On May 14, Lakeside was one of the last fires to start and the first to be knocked down.

With a week of record-breaking May temperatures and Santa Ana winds, San Diego suffered severe losses in a stream of firestorms that raged out of control. The wild fires caused havoc from Camp Pendleton to Lakeside, with dozens of homes destroyed, thousands evacuated and many enduring the triple-digit temperatures with no power.

On May 14, Lakeside was one of the last fires to start and the first to be knocked down.

Heartland Fire & Rescue (El Cajon, La Mesa and Lemon Grove), along with Lakeside and San Miguel firefighters and the help of San Diego Sheriffs, quickly contained a fire from the ground. The fire, located on a hillside off Olde Highway 80 and Aurora Drive, bordering Lakeside and El Cajon started shortly after 5 p.m.

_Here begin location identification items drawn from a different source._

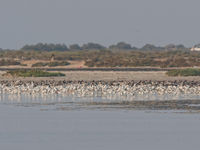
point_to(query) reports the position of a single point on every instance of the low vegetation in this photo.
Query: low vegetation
(51, 64)
(4, 62)
(184, 72)
(33, 73)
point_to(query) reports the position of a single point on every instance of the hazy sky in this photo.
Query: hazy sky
(106, 22)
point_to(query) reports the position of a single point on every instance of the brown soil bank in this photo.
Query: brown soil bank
(109, 76)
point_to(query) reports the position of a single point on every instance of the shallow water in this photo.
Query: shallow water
(53, 122)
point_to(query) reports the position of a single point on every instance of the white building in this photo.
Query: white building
(196, 48)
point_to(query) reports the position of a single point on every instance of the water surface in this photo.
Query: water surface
(35, 123)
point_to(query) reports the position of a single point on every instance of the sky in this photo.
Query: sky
(138, 22)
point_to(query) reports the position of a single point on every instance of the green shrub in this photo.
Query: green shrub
(184, 72)
(34, 73)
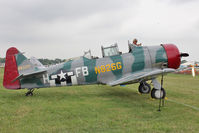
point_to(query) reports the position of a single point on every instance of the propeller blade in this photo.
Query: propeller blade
(193, 71)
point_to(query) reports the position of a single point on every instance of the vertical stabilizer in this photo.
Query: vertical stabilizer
(11, 70)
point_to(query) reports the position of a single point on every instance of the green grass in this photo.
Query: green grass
(99, 108)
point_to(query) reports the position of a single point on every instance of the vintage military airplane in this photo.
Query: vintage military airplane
(139, 65)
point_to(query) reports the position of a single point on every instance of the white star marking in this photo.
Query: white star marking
(62, 75)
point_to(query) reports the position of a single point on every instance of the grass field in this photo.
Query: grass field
(100, 108)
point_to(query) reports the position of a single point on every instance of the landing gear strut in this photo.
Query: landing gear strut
(144, 88)
(30, 92)
(158, 93)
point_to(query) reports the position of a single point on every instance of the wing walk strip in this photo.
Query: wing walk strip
(187, 105)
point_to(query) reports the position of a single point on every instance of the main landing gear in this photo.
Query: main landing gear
(144, 88)
(30, 92)
(157, 92)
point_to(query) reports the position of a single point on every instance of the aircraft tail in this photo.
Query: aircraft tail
(16, 65)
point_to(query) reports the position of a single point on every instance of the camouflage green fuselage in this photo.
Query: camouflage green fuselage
(84, 71)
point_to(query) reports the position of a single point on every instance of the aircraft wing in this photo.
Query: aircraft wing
(140, 76)
(29, 74)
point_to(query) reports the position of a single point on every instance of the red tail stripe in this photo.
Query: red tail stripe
(11, 71)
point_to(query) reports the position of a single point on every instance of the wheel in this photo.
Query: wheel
(155, 93)
(144, 88)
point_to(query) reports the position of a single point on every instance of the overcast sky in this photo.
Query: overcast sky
(67, 28)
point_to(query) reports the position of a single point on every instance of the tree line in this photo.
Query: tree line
(43, 61)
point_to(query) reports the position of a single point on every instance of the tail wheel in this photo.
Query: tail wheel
(155, 93)
(144, 88)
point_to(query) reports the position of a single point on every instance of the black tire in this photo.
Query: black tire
(155, 93)
(144, 88)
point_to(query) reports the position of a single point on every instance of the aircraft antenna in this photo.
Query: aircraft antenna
(161, 101)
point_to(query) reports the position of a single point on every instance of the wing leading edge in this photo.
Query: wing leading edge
(140, 76)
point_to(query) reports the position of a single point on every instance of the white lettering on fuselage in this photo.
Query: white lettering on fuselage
(83, 70)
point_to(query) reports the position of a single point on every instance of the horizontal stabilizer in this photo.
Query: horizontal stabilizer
(21, 76)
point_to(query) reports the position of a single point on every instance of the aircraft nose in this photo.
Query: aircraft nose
(173, 55)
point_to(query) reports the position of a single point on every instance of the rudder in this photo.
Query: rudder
(11, 70)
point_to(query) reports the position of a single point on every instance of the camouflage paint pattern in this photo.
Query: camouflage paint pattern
(83, 71)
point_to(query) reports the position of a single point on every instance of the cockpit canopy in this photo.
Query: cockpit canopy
(110, 51)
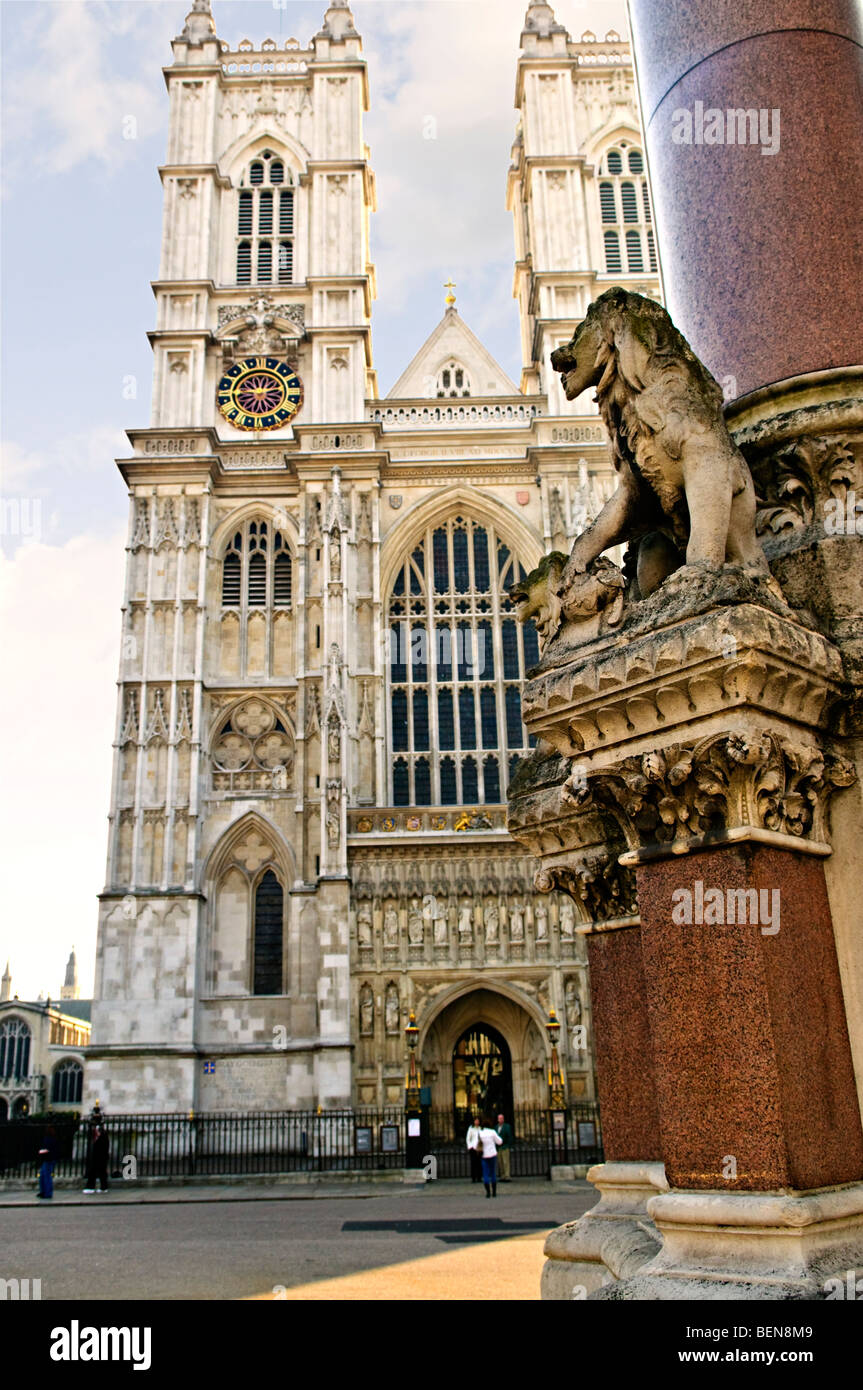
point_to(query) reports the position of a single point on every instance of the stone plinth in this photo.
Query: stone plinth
(703, 740)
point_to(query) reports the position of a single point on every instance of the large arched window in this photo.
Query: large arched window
(267, 930)
(457, 660)
(624, 207)
(264, 223)
(67, 1083)
(14, 1048)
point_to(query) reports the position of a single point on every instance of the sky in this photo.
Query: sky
(84, 110)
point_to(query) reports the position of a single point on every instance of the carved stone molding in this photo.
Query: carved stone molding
(749, 784)
(602, 888)
(703, 666)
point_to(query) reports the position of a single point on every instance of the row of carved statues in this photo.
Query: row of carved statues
(466, 920)
(392, 1012)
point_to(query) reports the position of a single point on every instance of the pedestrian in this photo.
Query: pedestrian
(49, 1157)
(97, 1155)
(506, 1150)
(489, 1141)
(474, 1150)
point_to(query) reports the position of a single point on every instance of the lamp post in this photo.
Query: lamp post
(557, 1102)
(416, 1119)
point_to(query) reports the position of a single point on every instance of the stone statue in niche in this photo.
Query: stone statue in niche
(439, 926)
(492, 923)
(567, 919)
(335, 555)
(334, 740)
(364, 927)
(391, 926)
(334, 813)
(367, 1011)
(516, 922)
(414, 922)
(685, 501)
(391, 1011)
(466, 922)
(573, 1001)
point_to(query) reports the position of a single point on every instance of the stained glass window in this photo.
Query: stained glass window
(457, 660)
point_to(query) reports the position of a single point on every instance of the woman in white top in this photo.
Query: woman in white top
(489, 1143)
(474, 1150)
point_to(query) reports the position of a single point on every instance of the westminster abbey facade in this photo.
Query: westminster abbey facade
(321, 667)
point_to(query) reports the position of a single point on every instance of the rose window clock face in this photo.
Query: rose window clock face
(260, 394)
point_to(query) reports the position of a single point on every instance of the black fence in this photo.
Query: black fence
(291, 1141)
(216, 1144)
(541, 1140)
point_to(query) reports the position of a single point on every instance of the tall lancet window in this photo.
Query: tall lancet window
(256, 569)
(264, 223)
(456, 666)
(624, 209)
(268, 929)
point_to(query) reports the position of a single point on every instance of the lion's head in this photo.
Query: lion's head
(631, 338)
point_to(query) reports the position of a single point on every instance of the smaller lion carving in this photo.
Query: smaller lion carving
(598, 591)
(685, 494)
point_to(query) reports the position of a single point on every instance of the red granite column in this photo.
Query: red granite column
(762, 253)
(752, 1058)
(623, 1048)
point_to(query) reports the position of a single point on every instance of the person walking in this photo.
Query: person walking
(489, 1141)
(49, 1157)
(97, 1157)
(474, 1150)
(506, 1150)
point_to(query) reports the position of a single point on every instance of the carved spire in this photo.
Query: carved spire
(539, 21)
(200, 24)
(338, 21)
(70, 984)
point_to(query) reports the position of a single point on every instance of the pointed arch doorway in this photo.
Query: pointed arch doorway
(482, 1075)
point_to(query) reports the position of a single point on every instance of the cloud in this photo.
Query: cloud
(60, 624)
(67, 100)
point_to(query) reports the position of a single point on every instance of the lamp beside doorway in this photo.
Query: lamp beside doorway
(416, 1119)
(412, 1080)
(557, 1101)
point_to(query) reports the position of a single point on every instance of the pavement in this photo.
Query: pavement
(261, 1241)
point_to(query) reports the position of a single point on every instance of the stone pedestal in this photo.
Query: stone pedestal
(610, 1241)
(701, 744)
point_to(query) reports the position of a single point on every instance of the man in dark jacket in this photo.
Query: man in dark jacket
(97, 1157)
(506, 1150)
(49, 1157)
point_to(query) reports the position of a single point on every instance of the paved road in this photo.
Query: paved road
(444, 1240)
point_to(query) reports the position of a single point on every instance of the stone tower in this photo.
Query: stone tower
(321, 669)
(577, 189)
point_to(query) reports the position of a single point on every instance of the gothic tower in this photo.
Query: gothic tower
(321, 667)
(227, 865)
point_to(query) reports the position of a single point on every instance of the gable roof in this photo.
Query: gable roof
(452, 339)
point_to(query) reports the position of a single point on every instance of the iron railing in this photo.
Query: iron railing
(291, 1141)
(216, 1144)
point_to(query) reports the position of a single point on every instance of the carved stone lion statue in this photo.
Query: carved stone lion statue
(685, 495)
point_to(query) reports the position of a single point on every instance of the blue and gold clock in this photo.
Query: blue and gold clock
(260, 394)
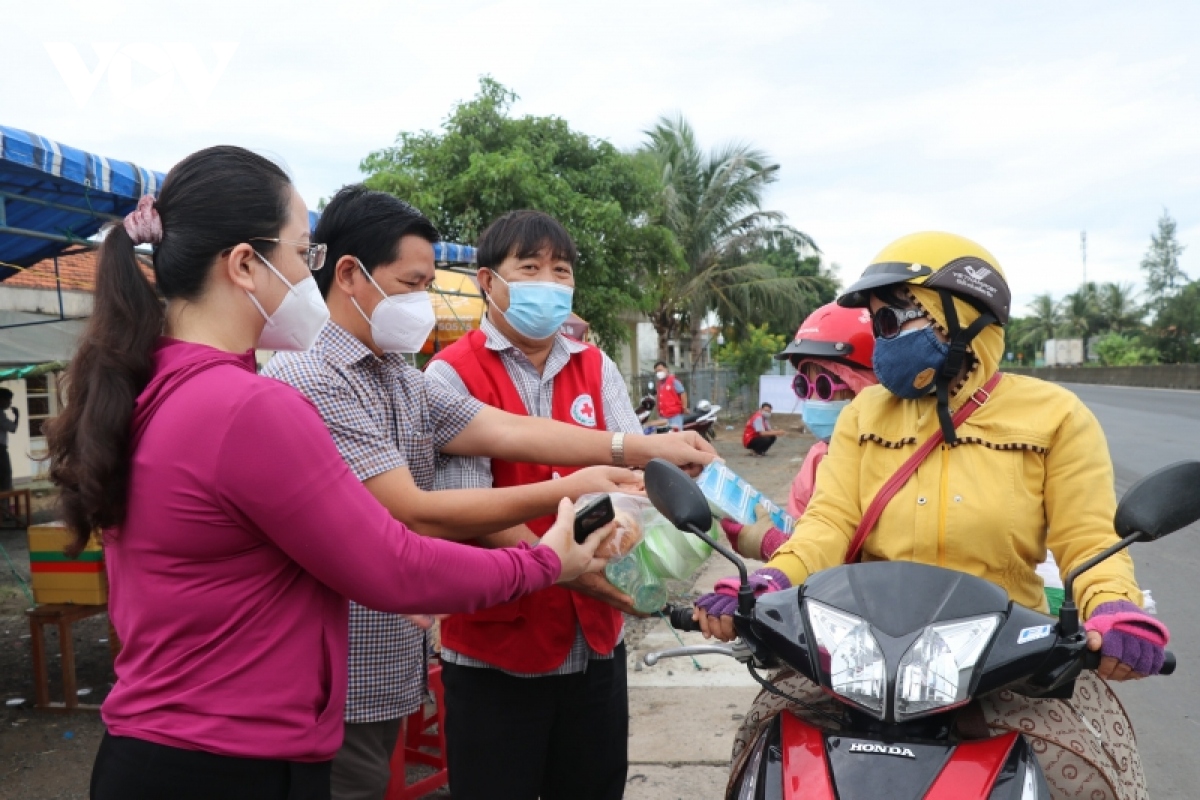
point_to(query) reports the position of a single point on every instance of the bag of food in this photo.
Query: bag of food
(628, 510)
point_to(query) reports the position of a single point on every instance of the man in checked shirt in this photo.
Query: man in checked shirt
(391, 423)
(535, 690)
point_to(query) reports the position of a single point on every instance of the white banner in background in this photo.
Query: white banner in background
(778, 391)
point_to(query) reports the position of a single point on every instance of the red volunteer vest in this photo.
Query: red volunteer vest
(533, 633)
(670, 403)
(750, 433)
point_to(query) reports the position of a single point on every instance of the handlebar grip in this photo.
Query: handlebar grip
(1092, 661)
(681, 618)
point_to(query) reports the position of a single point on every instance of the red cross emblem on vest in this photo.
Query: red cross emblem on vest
(583, 410)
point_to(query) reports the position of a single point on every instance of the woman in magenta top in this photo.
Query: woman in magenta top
(234, 530)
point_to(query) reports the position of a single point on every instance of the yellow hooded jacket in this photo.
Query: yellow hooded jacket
(1031, 470)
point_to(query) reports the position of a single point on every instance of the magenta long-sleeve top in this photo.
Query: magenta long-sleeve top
(245, 535)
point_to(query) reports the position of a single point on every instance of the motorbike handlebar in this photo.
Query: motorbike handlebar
(1092, 661)
(681, 618)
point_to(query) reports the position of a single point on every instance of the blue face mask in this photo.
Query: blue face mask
(820, 416)
(537, 308)
(909, 365)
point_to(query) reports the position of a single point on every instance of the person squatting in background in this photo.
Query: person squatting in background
(672, 396)
(757, 437)
(6, 427)
(832, 354)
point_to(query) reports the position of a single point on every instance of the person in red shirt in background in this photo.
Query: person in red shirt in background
(832, 354)
(759, 435)
(672, 396)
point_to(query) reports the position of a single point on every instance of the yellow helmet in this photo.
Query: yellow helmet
(936, 260)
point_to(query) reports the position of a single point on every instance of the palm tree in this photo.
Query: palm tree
(1044, 319)
(1081, 312)
(713, 205)
(1120, 308)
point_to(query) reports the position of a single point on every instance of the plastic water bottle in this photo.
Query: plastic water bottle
(633, 575)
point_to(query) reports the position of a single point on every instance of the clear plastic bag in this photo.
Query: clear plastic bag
(629, 510)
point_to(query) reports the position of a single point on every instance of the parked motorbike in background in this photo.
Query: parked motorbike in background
(904, 672)
(702, 420)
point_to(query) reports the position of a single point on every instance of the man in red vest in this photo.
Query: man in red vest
(672, 396)
(759, 435)
(535, 691)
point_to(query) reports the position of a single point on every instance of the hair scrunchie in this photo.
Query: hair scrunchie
(143, 224)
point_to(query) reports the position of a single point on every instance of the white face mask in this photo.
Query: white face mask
(401, 323)
(299, 319)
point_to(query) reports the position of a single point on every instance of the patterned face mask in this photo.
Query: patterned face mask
(909, 364)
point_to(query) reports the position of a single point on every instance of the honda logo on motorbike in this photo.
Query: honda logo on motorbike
(881, 750)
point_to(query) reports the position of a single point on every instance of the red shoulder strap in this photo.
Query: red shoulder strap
(906, 470)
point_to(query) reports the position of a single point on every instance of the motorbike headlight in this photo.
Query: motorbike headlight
(935, 673)
(851, 656)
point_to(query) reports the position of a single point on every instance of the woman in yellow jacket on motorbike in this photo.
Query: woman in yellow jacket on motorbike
(1027, 470)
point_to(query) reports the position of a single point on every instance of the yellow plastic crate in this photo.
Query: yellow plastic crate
(59, 579)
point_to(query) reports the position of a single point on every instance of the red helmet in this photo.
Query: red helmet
(834, 332)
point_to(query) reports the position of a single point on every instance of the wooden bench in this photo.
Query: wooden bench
(64, 617)
(12, 501)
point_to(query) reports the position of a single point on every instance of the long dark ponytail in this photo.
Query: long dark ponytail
(210, 202)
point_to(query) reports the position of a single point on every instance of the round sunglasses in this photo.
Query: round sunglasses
(822, 388)
(887, 322)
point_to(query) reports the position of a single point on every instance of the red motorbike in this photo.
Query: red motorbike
(905, 648)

Heartland reported the fire contained shortly after 7 p.m., but remained on site throughout the night. The fire burned approximately 17 acres, threatening homes on top of the hill and a neighboring mobile home park.

Bodie Hunter from Yucca Valley found himself helping firefighters douse the flames near his wife’s grandmother’s home.

El Cajon resident Jimmy Johnson said, having gone through the wildfires of 2003 and 2007, that local residents were “anxious” when trying to determine how the fire would move and if fates would bring the fire to their homes.